Нечаянно взглянув на Господина и Госпожу д’Орб, я увидела их друг возле друга, устремивших на меня жалостные взоры, коими я была поражена сильнее всех других видов. Любезная и добродетельная чета! слабее ли от того ваш союз, что вы меньше знаете любовь? Должность и честность вас соединяют; нежные друзья, верные супруги, не горя сим жестоким огнем, снедающим душу, вы любите друг друга чистым и сладким чувством, которое ее питает, которое усиливается мудростью и управляется рассудком; тем тверже ваше благополучие. Ах! да возмогу и я в подобном союзе найти такую же невинность и наслаждаться равным благополучием; ежели я того не заслужила, то сделаюсь достойною вашим примером. Сии чувствования оживили во мне твердость и надежду. Я представляла священный союз, меня соединяющий как новое состояние, которое долженствует очистить мою душу, и возвратить ее ко всем должностям. Когда священник спросил у меня: обещаюсь ли я совершенным повиновением и верностью тому, которого избираю супругом, тогда язык мой и сердце то обещали. Я сохраню сей обет до самой смерти.

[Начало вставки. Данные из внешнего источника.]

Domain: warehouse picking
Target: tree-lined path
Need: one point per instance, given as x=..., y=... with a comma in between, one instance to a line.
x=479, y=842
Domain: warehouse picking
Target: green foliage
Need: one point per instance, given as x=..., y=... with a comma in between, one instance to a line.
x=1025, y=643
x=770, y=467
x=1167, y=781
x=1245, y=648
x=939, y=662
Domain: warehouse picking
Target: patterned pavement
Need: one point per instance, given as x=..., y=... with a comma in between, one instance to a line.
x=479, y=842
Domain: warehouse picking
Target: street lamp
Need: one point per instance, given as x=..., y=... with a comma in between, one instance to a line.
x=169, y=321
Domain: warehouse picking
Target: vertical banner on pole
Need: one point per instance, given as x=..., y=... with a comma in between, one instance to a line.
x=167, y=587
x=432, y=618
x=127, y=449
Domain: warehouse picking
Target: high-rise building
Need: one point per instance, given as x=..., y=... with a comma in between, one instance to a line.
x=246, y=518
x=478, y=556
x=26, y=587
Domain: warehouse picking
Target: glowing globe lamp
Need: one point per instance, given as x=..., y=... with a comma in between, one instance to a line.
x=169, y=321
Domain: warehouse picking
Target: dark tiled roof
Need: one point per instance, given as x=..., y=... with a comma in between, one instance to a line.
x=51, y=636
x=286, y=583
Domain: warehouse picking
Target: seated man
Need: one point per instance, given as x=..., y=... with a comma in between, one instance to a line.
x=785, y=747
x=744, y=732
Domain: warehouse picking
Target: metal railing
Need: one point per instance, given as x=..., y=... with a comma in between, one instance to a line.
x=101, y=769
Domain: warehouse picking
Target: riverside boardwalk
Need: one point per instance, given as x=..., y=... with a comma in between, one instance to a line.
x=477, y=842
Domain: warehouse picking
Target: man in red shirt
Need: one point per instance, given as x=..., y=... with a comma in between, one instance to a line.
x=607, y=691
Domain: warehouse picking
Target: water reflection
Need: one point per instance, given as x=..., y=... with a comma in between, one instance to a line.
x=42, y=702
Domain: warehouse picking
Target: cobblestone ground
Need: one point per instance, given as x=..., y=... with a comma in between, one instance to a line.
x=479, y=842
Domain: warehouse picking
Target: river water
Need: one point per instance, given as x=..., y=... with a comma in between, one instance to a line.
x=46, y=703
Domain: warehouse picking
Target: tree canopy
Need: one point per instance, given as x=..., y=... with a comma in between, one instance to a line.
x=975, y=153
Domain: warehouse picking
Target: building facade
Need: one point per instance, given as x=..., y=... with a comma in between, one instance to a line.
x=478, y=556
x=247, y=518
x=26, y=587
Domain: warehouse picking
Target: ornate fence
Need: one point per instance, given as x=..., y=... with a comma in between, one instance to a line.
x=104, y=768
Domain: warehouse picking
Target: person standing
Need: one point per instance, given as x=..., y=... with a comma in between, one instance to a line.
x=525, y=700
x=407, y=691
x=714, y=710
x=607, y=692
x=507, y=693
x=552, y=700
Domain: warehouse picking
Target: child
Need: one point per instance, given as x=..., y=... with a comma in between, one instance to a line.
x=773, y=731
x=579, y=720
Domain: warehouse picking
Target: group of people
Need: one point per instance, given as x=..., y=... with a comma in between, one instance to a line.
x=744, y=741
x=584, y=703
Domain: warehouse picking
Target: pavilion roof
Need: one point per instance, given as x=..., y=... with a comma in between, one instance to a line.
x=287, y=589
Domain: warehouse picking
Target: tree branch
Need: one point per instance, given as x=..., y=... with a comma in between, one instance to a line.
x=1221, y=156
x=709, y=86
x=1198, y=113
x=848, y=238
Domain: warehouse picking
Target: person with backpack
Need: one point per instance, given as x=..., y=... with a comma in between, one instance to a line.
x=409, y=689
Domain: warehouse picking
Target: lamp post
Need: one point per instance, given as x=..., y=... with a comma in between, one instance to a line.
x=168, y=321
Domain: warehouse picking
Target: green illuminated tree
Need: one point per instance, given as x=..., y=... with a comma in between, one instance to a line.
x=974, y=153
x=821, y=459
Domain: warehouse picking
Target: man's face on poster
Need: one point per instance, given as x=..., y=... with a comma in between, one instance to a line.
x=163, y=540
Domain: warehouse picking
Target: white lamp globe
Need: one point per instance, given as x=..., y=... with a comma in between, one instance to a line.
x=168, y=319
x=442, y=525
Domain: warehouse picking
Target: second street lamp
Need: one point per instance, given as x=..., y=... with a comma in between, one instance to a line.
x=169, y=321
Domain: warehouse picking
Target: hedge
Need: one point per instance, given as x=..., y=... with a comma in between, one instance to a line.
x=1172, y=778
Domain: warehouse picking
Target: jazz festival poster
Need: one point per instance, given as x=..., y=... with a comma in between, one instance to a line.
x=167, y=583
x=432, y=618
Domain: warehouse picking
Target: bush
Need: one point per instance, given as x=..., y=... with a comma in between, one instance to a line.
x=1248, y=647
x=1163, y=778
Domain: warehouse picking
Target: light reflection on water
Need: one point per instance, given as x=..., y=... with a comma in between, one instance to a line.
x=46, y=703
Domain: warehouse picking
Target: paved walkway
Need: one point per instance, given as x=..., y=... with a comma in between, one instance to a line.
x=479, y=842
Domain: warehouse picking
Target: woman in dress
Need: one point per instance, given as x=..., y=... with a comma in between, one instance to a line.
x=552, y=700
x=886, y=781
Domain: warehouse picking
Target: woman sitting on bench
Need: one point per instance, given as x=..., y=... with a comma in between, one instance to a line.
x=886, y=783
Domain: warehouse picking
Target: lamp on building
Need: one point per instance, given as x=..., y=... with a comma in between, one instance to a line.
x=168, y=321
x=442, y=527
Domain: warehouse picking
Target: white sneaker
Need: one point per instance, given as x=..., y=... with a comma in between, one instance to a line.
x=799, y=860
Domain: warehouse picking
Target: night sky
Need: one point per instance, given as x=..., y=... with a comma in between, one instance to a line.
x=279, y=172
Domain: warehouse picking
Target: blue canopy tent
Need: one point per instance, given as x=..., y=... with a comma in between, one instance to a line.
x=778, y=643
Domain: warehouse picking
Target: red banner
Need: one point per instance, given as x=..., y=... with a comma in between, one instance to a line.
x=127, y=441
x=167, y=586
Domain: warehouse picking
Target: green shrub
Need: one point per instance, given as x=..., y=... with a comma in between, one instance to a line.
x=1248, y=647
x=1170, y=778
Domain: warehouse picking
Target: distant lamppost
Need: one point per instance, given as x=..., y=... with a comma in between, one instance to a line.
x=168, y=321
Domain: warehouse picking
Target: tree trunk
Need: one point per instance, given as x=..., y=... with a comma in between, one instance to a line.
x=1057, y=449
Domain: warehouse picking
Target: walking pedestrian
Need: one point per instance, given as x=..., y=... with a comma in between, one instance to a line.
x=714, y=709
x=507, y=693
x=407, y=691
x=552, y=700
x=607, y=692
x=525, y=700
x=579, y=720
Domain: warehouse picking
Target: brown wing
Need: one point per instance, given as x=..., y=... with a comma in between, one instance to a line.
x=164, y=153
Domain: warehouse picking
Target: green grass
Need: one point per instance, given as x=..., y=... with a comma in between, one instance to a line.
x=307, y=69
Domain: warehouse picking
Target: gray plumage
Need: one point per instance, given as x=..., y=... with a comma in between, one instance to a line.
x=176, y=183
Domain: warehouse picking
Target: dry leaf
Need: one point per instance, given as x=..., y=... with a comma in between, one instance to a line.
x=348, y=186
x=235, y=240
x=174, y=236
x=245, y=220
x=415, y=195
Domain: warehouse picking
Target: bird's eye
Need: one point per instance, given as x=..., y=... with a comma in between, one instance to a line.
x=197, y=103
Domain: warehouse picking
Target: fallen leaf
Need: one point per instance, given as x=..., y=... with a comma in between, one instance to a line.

По возвращении домой, я желала иметь уединенный час на собрание мыслей. Не без труда я его получила; и сколько ни старалась воспользоваться им, но не могла иначе себя рассматривать как с отвращением, опасаясь, чтоб минутное волнение, ощущаемое мною при перемене состояния, не представило меня в глазах моих столь же мало достойной супругой, как и девкой. Опыт был верной, но опасной. Я начала о тебе думать. Я отдавала себе в том свидетельство, что никакое нежное напоминание не нарушало торжественного обязательства, которое я на себя приняла. Я не могла понять, каким чудом упорной образ твой мог столь долго оставлять меня в покое, при толиких причинах к его воспоминанию; я бы не поверила равнодушию и забвению, как обманчивому состоянию, которому не естественно быть для меня продолжительным. Сия мечта не была мне опасна: ибо я чувствовала, что любила тебя столько же, а может быть и более, нежели прежде; но я уже чувствовала то не краснея. Я видела, что думая о тебе, не имела нужды забывать, что я была жена другому. Представляя сколько ты был мне мил, сердце мое поражалось; но совесть и чувства спокойны были, и с той минуты я узнала, что переменилась совершенно. Какой шок чистой радости тогда наполнил мою душу! Какое тихое чувствование после толь долгого времени пришло оживить сие от бесславия увядшее сердце, и разлить на все существо мое новую приятность! Я чувствовала себя перерожденною; я думала, что начинаю жизнь другую. Сладкая и утешительная добродетель, для тебя я оную начинаю; ты сделаешь мне ее любезною; тебе я хочу посвятить ее. Ах! я так совершенно узнала, чего стоит тебя лишиться, что не могу уже в другой раз тебя оставить!